共有物を単独使用する者に対する金銭請求の可否

Question

①共有物を一人の共有者(B)(持分2分の1)が単独で使用している場合、他の共有者(A)(持分2分の1)は、単独で使用を続ける共有者(B)に対して、金銭請求をすることができるか。

また、②父親と同居するB(持分2分の1)は、父親の死後も同居していた建物で生活を続けていたところ、Bの兄弟であり相続人であるA(持分2分の1)は、父親の遺産分割未了の間、Bに対して金銭請求をすることができるか。

Answer

【最高裁平成12年4月7日判決】は、共有物である本件各土地の各一部を単独で占有することができる権原につき特段の主張、立証のない本件においては、上告人は、右占有により上告人の持分に応じた使用が妨げられているとして、右両名に対して、持分割合に応じて占有部分に係る地代相当額の不当利得金ないし損害賠償金の支払いを請求することができるのが相当であると解すべきとしています。

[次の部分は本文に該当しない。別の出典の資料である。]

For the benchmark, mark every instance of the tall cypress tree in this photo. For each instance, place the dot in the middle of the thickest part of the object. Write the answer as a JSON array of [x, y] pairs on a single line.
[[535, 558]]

したがって、①の場合には、Aは、Bに対して、持分割合に応じて、当該土地の地代相当額の2分の1に相当する額の不当利得返還請求又は損害賠償請求をすることができる。

他方、【最高裁平成8年12月17日判決】は、共同相続人の一人が相続開始前から被相続人の許諾を得て遺産である建物において被相続人と同居していたときは、特段の事情がない限り、被相続人と右同居の相続人との間において、被相続人が死亡し相続が開始した後も、遺産分割により右建物の所有関係が最終的に確定するまでの間は、引き続き右同居の相続人にこれを無償で使用させる旨の合意があったものと推認されるのであって、被相続人の地位を承継した他の相続人等が貸主となり、右同居の相続人を借主とする右建物の使用貸借関係が存続することになるというべきであるとしている。

したがって、②の場合には、Aは、Bに対して、金銭請求をすることはできない。

以上のように、共有物を単独で使用している者に対しては、その他の共有者は、各自の持分の割合で受益する権利が害されていることから金銭請求は許容されるのが原則となる。しかし、相続開始前(遺産共有前)から使用占有状況がある場合については、遺産分割が完了するまでの間使用貸借関係があるものとして、金銭請求が否定されています。

なお、内縁関係の場合についても使用貸借関係があったものと推認したものとして、【最高裁平成10年2月26日判決】があります。相続法改正によって配偶者居住権が認められるようになっています。